Domain-Sum Feature Transformation For Multi-Target Domain Adaptation

Takumi Kobayashi (National Institute of Advanced Industrial Science and Technology),* Lincon Souza (National Institute of Advanced Industrial Science and Technology (AIST)), Kazuhiro Fukui (University of Tsukuba)
The 34th British Machine Vision Conference


Domain adaptation effectively transfers a learner from a source domain to a target domain. Recent deep methods are based on detailed comparison between a pair of source and target domains, which makes it less applicable to multiple domains. In this paper, we address the domain adaptation on the basis of subspace which provides more robust metric.
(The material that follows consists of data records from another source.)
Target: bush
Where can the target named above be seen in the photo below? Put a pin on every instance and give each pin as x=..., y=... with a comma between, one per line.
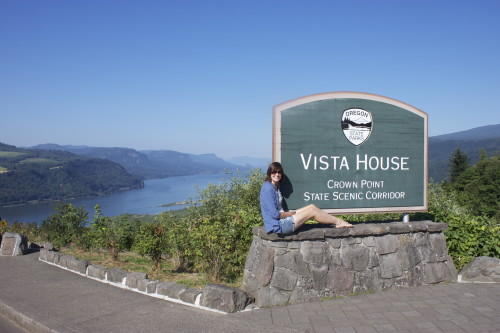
x=67, y=225
x=216, y=233
x=151, y=240
x=468, y=236
x=113, y=234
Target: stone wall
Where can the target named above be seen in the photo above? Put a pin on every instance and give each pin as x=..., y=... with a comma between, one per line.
x=212, y=297
x=320, y=261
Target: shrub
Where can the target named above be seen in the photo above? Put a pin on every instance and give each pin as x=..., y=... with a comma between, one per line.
x=67, y=225
x=467, y=236
x=216, y=233
x=113, y=234
x=151, y=240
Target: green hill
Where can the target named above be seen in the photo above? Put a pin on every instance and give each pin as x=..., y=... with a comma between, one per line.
x=151, y=164
x=32, y=175
x=471, y=142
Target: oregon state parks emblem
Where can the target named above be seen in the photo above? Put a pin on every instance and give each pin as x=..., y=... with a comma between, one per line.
x=357, y=125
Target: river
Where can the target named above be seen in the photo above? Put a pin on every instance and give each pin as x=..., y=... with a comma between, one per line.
x=148, y=200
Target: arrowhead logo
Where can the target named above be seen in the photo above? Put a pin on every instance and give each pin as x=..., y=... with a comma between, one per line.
x=357, y=125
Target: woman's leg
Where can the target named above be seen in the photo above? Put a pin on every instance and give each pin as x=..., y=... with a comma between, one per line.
x=313, y=212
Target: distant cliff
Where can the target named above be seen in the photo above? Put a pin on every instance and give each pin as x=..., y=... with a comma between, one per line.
x=471, y=142
x=34, y=175
x=151, y=164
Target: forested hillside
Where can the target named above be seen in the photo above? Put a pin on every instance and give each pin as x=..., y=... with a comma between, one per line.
x=151, y=164
x=38, y=175
x=470, y=142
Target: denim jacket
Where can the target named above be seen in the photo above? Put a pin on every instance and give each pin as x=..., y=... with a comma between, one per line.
x=270, y=207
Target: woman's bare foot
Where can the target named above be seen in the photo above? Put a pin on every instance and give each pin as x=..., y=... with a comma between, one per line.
x=343, y=224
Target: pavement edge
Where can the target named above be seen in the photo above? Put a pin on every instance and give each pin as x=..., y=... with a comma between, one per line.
x=24, y=321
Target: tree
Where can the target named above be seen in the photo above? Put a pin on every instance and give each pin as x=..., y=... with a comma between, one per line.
x=67, y=225
x=459, y=162
x=113, y=234
x=151, y=240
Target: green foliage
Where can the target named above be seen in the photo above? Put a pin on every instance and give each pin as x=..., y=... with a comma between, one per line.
x=113, y=234
x=468, y=235
x=215, y=235
x=478, y=187
x=67, y=225
x=3, y=227
x=151, y=240
x=40, y=175
x=30, y=230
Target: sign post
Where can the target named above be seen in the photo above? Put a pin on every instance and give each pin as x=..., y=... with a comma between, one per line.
x=349, y=152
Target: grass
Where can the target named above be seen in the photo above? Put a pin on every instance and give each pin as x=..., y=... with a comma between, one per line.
x=132, y=262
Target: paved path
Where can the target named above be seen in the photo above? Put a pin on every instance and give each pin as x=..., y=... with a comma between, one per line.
x=440, y=308
x=47, y=297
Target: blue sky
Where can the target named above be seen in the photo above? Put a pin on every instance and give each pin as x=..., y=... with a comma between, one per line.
x=203, y=76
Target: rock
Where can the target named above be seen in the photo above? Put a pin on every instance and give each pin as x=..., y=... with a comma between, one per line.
x=147, y=285
x=79, y=266
x=224, y=298
x=96, y=272
x=481, y=269
x=133, y=278
x=170, y=289
x=13, y=244
x=115, y=275
x=283, y=279
x=43, y=254
x=340, y=280
x=189, y=295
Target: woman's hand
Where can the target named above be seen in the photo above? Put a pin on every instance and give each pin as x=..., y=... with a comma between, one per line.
x=286, y=214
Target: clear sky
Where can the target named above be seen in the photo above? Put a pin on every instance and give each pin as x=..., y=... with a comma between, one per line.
x=203, y=76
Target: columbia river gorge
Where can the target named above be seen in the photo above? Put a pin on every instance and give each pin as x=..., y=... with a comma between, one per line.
x=158, y=195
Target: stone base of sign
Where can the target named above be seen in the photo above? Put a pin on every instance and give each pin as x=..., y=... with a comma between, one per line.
x=481, y=269
x=321, y=262
x=213, y=297
x=13, y=244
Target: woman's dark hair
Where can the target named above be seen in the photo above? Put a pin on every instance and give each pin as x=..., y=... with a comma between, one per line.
x=275, y=166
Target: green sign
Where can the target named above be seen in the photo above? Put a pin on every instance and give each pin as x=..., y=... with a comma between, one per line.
x=352, y=153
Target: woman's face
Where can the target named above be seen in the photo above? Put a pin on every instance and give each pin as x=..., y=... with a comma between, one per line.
x=276, y=176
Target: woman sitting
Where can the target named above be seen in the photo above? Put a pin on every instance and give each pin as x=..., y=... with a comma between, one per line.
x=276, y=219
We analyze the subspace methods in domain adaptation to theoretically derive a subspace-based feature transformation in an efficient form of simple summation. It intrinsically contributes to closing a gap between source and target subspaces in an end-to-end deep framework. Besides, due to the robust representation of subspace and the simple transformation, the proposed method naturally deals with multiple domains both for source and target in contrast to previous approaches. Multi-target domain adaptation especially provides efficient inference to process multiple target domains by only a single model. In the experiments on visual domain adaptation tasks, the proposed method exhibits favorable performance in a scenario of the multi-target domains.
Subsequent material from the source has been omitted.